We are grateful for those you have placed in our lives, people who, just by being themselves, have enabled us to become who we are. With humble hearts, we pause now to remember by name those precious family members, friends, and people whom we have lost in the last year. With the sounding of the bell, we honor each one and rest in the knowledge that they live in your love everlasting.

(Call for names.)

Loving God, we also sound our bell for all those whose passing in years gone by we are still grieving. (Strike the singing bowl.)

We sound our bell for those unknown to us, people whose passing in the last year has been the source of grief for those who knew and loved them.

Similarly, we sound our bell for those whose deaths have come too soon—people living on the streets; men, women, and children under siege in Ukraine and those living in other regions of conflict; those risking everything to cross into the safety of this country as well as other nations around the world; those who suffered death because they dared to be themselves; those who disappeared or were disappeared; those whom modern medicine could not spare; those lost to violence, accident, or self-inflicted injury.

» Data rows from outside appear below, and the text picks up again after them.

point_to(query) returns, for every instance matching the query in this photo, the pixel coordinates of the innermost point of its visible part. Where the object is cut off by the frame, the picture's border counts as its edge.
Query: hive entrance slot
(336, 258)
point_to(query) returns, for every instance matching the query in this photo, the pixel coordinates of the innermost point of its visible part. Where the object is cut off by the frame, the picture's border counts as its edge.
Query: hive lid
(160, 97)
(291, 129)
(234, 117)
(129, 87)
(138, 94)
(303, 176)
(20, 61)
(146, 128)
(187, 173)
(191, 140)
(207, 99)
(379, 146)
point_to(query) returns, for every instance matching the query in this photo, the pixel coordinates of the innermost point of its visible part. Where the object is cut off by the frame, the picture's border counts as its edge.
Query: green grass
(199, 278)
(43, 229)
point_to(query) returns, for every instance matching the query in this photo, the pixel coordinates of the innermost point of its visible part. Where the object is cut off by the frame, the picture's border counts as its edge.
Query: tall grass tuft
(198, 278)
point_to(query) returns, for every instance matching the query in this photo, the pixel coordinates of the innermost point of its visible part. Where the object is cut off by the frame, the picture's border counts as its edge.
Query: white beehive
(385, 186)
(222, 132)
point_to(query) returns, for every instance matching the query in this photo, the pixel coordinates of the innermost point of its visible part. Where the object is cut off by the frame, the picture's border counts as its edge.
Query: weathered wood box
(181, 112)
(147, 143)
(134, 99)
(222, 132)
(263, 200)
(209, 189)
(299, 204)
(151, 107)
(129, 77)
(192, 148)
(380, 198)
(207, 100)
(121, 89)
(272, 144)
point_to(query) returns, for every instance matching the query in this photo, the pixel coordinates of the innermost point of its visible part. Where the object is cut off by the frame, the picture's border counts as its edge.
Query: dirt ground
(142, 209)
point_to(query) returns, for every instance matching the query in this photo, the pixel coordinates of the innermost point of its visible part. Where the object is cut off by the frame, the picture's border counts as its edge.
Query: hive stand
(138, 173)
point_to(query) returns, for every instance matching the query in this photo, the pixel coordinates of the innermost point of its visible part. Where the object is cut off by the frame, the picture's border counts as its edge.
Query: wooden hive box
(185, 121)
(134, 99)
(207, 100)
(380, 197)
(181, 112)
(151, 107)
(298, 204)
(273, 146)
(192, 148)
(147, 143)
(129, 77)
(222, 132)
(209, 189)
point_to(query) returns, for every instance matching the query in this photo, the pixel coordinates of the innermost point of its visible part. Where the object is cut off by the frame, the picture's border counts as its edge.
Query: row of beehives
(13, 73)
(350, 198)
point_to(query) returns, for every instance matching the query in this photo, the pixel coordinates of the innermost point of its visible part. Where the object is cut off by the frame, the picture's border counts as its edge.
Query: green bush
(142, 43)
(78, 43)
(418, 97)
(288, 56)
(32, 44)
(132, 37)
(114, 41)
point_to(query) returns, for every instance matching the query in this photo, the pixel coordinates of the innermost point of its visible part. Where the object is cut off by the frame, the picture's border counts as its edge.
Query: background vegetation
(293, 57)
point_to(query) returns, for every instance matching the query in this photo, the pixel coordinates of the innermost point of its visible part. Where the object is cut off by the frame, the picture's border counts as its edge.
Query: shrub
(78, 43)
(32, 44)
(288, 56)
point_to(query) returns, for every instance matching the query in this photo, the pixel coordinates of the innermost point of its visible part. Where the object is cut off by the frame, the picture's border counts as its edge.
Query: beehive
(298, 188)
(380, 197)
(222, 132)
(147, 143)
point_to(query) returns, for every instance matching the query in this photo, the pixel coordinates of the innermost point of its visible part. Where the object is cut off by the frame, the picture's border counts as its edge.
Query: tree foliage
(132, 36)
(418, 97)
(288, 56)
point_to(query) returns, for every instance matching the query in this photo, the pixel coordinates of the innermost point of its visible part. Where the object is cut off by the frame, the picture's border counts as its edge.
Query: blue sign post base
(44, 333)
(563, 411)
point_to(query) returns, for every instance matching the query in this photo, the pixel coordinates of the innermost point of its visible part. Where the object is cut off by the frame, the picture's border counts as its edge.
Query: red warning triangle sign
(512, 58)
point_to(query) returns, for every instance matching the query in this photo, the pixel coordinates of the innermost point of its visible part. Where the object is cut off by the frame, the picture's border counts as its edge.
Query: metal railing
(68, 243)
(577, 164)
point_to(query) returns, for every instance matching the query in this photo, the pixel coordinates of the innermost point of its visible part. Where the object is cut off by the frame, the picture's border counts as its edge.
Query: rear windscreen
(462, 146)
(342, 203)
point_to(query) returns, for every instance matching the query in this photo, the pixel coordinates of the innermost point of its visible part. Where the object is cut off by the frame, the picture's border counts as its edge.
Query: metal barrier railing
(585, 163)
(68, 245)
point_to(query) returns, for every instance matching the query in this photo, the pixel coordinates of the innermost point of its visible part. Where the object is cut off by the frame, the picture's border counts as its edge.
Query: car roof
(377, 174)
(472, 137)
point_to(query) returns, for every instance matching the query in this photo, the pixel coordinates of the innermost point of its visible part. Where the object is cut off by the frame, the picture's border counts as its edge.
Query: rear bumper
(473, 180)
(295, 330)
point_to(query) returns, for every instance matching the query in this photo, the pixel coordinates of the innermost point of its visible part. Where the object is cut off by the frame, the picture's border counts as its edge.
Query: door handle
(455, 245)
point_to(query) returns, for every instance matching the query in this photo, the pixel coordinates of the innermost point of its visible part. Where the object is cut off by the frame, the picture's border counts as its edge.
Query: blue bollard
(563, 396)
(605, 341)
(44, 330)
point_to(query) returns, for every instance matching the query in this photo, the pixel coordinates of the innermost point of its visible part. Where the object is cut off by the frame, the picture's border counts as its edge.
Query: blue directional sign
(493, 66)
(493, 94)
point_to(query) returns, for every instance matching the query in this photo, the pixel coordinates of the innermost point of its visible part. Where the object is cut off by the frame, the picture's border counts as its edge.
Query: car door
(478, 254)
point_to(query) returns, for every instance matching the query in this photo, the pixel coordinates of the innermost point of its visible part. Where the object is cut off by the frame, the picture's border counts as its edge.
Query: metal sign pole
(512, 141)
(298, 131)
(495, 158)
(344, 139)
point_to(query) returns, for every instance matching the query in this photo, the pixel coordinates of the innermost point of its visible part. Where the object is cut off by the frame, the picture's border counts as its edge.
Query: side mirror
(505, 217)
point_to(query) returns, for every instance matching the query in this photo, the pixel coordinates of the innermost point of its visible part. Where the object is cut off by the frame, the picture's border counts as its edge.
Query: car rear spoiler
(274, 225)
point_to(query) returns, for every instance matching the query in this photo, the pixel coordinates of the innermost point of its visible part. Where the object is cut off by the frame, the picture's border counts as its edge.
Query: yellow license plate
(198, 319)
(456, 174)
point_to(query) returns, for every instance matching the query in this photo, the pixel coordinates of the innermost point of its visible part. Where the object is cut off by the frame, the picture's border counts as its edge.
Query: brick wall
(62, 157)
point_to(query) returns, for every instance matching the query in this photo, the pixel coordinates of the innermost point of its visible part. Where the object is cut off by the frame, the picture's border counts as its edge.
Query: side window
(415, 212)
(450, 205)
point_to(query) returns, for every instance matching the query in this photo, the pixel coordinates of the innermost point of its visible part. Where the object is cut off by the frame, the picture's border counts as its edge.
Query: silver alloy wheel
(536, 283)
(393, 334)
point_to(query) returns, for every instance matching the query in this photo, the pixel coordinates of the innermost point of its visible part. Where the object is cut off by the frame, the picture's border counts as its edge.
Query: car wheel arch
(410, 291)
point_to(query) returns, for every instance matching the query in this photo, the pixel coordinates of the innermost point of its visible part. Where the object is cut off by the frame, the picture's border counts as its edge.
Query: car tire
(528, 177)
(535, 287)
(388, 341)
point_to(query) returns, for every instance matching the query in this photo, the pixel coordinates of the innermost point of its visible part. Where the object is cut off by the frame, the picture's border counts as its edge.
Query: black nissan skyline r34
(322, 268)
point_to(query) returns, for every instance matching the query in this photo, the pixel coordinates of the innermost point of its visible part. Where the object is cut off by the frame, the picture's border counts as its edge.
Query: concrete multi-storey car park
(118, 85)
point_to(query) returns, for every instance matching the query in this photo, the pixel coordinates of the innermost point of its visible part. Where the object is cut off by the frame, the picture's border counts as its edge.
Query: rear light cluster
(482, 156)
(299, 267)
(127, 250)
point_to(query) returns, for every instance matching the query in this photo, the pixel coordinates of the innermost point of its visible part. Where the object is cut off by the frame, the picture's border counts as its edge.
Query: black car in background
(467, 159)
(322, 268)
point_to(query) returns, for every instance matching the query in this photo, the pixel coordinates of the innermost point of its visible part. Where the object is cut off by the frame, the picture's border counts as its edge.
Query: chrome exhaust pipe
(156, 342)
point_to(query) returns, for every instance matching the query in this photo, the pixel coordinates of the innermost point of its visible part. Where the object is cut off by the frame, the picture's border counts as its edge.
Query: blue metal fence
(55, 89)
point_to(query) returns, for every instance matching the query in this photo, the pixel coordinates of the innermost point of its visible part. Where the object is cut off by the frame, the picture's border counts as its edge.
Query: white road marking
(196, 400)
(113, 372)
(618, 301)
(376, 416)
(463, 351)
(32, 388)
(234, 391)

All those whom the human family has lost are not lost to you, O God. They are found this very moment dwelling in your heart, loved beyond limit, not dead but indeed alive in ways we who are here on earth may struggle to imagine.

You who have always been with us, be with us today, tomorrow, and every day as we live with the mysteries of life, death, and love. Bring us to life, again and again, in and through your deathless love.

These things we pray in the name of the one whose victory over death belongs to all of us. Amen.